His research topics include Middle Dutch religious literature, especially late medieval prayer literature, Bible translations, and the contacts between Latin and the vernacular in general. His PhD-thesis (UGhent; defence: Jan. 2004) consisted of a comprehensive study of an until then unstudied genre within Middle Dutch prayer literature, the translations of the Latin hymns and sequences.
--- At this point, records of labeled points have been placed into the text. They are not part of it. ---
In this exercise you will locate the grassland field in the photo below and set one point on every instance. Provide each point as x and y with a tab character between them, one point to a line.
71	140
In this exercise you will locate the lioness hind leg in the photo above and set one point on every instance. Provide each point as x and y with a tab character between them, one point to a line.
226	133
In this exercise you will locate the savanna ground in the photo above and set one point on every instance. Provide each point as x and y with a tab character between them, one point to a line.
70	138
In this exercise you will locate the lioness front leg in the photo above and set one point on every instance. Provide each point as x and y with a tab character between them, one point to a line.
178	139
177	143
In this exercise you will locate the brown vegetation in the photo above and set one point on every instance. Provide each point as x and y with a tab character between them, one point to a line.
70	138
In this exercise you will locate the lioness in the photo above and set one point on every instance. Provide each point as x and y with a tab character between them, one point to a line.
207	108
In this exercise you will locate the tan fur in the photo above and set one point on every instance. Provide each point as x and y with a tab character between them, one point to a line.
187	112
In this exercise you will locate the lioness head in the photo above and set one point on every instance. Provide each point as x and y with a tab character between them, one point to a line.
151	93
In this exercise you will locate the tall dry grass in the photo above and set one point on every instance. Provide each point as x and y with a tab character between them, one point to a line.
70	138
After that, as a post-doc (UGhent, 2004-2010), he did research into the Middle Dutch Psalter translations (2004-2007) and into the writings of the ‘mystical cook’ Jan van Leeuwen († 1378), a lay brother who lived and worked with the better known Jan van Ruusbroec (John of Ruusbroec) in the convent of Groenendaal (2007-2010).
Currently, he supervises doctoral research in the field of Middle Dutch chivalric literature, and in the past on a.o. eschatological writings in Middle Dutch, the Ten Commandments, Middle Dutch authorship, and teaching methodology. He published several articles and books on all of the aforementioned research topics.
He is member of the editorial boards of Handboek Didactiek Nederlands.
Recently, he was elected Chair of COST Action CA23143, Participation through Prayer in the Late Medieval and Early Modern World (PRAYTICIPATE), a European subsidised research network (2024-2028).